Adm. Mullen's comments to GEO TV, a private network, signal that the U.S. is not backing down from an increasingly hostile battle with Pakistan over how to combat Islamist militants who operate on the border with Afghanistan.
"We have strong reservations over the relations of elements of the ISI with the Haqqani network," Adm. Mullen said. He termed the U.S.-Pakistan relationship as "complex" and unlikely to be improved overnight. "There is not a magic solution," he said.
Adm. Mullen's two-day visit to Pakistan, which began Wednesday following a trip to Afghanistan, comes after Pakistan threatened earlier this month to reduce the number of Central Intelligence Agency operatives allowed to operate in the country after Raymond Davis, a CIA contractor, shot dead two armed men in January in the Pakistani city of Lahore. Mr. Davis was arrested and only released after the U.S. agreed to pay compensation to the dead men's relatives.
Islamabad also has begun publicly to oppose the CIA's campaign of unmanned drone strikes against militant targets in Pakistan's tribal regions bordering Afghanistan. Pakistan's army chief, Gen. Ashfaq Parvez Kayani, last month condemned a drone strike that killed more than 40 people, saying that it hit civilians and that the attacks were hurting Pakistan's own war against militants.
U.S. officials say civilian deaths are small. Adm.
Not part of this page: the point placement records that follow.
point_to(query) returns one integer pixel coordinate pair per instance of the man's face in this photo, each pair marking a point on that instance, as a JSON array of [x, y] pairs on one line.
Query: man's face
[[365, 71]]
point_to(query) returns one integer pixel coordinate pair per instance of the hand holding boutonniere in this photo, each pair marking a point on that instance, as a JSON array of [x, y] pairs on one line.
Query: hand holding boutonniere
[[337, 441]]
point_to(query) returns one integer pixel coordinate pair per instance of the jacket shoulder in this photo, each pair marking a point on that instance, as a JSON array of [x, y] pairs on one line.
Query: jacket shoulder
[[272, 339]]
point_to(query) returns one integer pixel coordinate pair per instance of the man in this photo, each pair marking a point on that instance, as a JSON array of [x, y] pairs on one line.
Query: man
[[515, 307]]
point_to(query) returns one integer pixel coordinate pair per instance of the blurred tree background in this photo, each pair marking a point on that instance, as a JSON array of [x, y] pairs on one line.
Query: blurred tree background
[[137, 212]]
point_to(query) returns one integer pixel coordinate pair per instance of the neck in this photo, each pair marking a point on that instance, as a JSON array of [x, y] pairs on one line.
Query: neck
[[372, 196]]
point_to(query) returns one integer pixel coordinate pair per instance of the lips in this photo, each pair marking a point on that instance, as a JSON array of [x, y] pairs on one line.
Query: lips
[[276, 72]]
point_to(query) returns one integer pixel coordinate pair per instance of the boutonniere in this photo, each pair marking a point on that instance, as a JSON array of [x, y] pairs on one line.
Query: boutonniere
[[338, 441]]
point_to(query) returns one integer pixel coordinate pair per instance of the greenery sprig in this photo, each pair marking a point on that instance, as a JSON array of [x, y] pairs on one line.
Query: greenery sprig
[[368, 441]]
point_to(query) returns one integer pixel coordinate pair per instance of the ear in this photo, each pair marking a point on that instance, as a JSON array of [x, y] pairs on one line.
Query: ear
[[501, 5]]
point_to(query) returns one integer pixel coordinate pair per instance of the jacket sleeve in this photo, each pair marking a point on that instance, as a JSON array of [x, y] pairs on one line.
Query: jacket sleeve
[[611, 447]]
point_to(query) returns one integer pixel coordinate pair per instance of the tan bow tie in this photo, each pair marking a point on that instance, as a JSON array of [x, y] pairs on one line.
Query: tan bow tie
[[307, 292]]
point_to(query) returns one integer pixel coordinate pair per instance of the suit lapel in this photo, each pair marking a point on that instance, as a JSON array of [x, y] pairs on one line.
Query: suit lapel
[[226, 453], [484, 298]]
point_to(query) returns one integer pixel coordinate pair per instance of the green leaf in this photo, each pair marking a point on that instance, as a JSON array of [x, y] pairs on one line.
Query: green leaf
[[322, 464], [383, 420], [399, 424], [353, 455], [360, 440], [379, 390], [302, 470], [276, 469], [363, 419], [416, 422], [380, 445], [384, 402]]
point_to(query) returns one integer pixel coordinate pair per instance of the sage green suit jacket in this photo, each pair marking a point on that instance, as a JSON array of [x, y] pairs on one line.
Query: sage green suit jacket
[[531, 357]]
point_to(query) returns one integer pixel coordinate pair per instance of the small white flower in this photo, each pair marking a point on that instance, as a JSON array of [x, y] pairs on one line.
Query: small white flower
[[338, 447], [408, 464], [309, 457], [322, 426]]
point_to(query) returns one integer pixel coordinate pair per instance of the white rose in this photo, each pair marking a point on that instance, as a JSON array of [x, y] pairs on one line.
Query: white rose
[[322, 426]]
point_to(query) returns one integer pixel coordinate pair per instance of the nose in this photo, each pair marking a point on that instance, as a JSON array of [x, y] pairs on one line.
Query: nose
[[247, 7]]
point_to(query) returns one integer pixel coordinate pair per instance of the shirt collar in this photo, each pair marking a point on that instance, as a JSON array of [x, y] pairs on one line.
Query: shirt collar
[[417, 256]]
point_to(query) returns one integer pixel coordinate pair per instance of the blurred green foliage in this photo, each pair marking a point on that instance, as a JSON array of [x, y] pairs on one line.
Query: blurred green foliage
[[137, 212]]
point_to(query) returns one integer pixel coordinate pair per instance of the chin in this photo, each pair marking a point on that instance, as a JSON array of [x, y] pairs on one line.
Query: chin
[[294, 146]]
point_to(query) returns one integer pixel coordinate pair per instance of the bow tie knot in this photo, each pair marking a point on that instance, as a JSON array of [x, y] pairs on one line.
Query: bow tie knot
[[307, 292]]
Mullen's comments about the ISI's continued links with the Haqqani network show how the U.S. is keeping up the pressure on Pakistan to clamp down on militant safe havens as it prepares to begin a gradual draw-down of troops from Afghanistan starting in July.
The Haqqani network is a group based in Pakistan's North Waziristan tribal region that regularly attacks U.S. forces in Afghanistan—including a December 2009 strike on a CIA base that killed seven of the agency's staff.